Don’t share ‘racy’ photos with people you have not met - One variation of today’s dating scams is a simple one – blackmail. Do not hand over pictures you would be embarrassed to publish online, otherwise you’re at risk from blackmailers. Even racy messages can be a tool for criminals - particularly if you’re attached. Keep things clean until you know your ‘romance’ is real. Allowing someone to see you via webcam, or to, for instance, undress on webcam, is particularly risky.
If your messenger sends you a photo which you need to click on, worry - A Nigerian ‘scam factory’ exposed by Brian Krebs used various methods to defraud wannabe lovers – but one was to promise an image, but instead send a file containing a banking malware. Keep antivirus software running and be wary of profiles without images in the first place. If they have an image, ask them to add it to their profile.
Don’t be persuaded to switch to another social network, email or IM - Millions of people use dating sites, and the ‘big’ sites are facing epidemic levels of fake profiles, phishing and other scams, so cybercriminals will often persuade victims to switch to another site, either a social site or simply email. This way, they can continue the fraud in private.
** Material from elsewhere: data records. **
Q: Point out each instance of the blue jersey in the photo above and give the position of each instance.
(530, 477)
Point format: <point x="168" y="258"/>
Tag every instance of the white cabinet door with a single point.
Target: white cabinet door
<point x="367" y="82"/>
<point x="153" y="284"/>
If you think, “it’s all happening so fast!” it’s time to worry - Dating scams are one of the few areas of cybercrime where gangs play a ‘long game’ – sometimes stringing victims along for weeks or months. But most are impatient to be paid – so any online ‘lover’ who declares undying love in the space of a few emails should be regarded with extreme suspicion.
Do not send money, ever - The ‘red flag’ moment comes when your ‘lover’ asks for money. Do not send it – whether it’s for flights, or for life-saving surgery. Even if the story is so tragic you feel that you must help.
If the subject of money comes up early in the relationship, be wary. If someone outright asks for a bank transfer, you may well be dealing with a criminal. Speak to site administrator if possible.
Do a risk assessment - With all these warnings, and all those scammers out there, you might be wondering if looking for love online is just a bad idea. We asked advice from ESET Security researcher, Stephen Cobb, who met his wife through the analogue precursor to online dating sites: the ‘personal column’. Cobb says he thinks online dating does offer some of the advantages of running a personal ad in a newspaper, like establishing mutual interests and a degree of compatibility before going to the trouble of meeting in person, but he warns “adding layers of technology to match-making is not always helpful”.
Cobb notes that back in the 1980s it was normal to switch the communication channel quite quickly, from pen and paper to phone calls and a face-to-face meeting. “Talking on the phone and seeing someone in person is a lot harder to fake than emails, online chat, and digital photos” ‘says Cobb, who agrees that a face-to-face meeting has its own set of risks, but says these can be reduced by agreeing on a public place, in daylight.